The other issue that prompted this article is something most business leaders don’t fully grasp: generative AI is inherently unpredictable. The same input can produce different outputs at different times.

For some use cases, that’s fine. For others, it’s a liability waiting to happen.

I’ve seen companies deploy AI chatbots to answer customer questions about contract terms, product specifications, and legal policies without considering what happens when the AI gives wrong answers. Air Canada found out the hard way when a tribunal held them liable for their chatbot’s incorrect information about bereavement fares.

The question isn’t whether AI will make mistakes. It will. The question is whether your organization has thought through what happens when those mistakes occur in customer-facing or business-critical contexts.

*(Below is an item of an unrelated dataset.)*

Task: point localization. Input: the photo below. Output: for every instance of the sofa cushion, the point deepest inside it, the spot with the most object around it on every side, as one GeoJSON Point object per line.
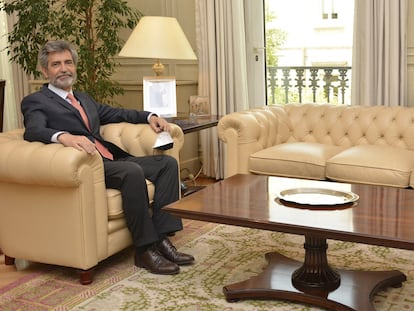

What I Want Readers to Take Away

The article lays out a framework for thinking about AI security that goes beyond typical vendor questionnaires and compliance checkboxes. I wanted to give executives and security professionals a practical approach to:

  • Asking the right questions before deployment
  • Understanding what AI vendors really mean when they use security terminology
  • Recognizing where non-deterministic behavior creates unacceptable business risk
  • Building proper controls around AI tools that actually access your systems and data

The point isn’t to stop AI adoption. Several of my clients are seeing genuine business value from well-implemented AI tools. The point is that “well-implemented” requires a level of rigor that most organizations aren’t applying because they’re too busy trying to keep up with competitors.

FOMO Is Not a Strategy

What I really want executives to understand is that rushing into AI deployment because everyone else is doing it is the opposite of competitive advantage. It’s technical debt that compounds like high-interest credit cards.

The companies that will win with AI aren’t the ones who deployed fastest. They’re the ones who deployed thoughtfully, with proper foundations, realistic risk assessments, and systems that can scale securely.

Speed comes from discipline, not shortcuts. And right now, the AI market is rewarding shortcuts while punishing discipline. That won’t last.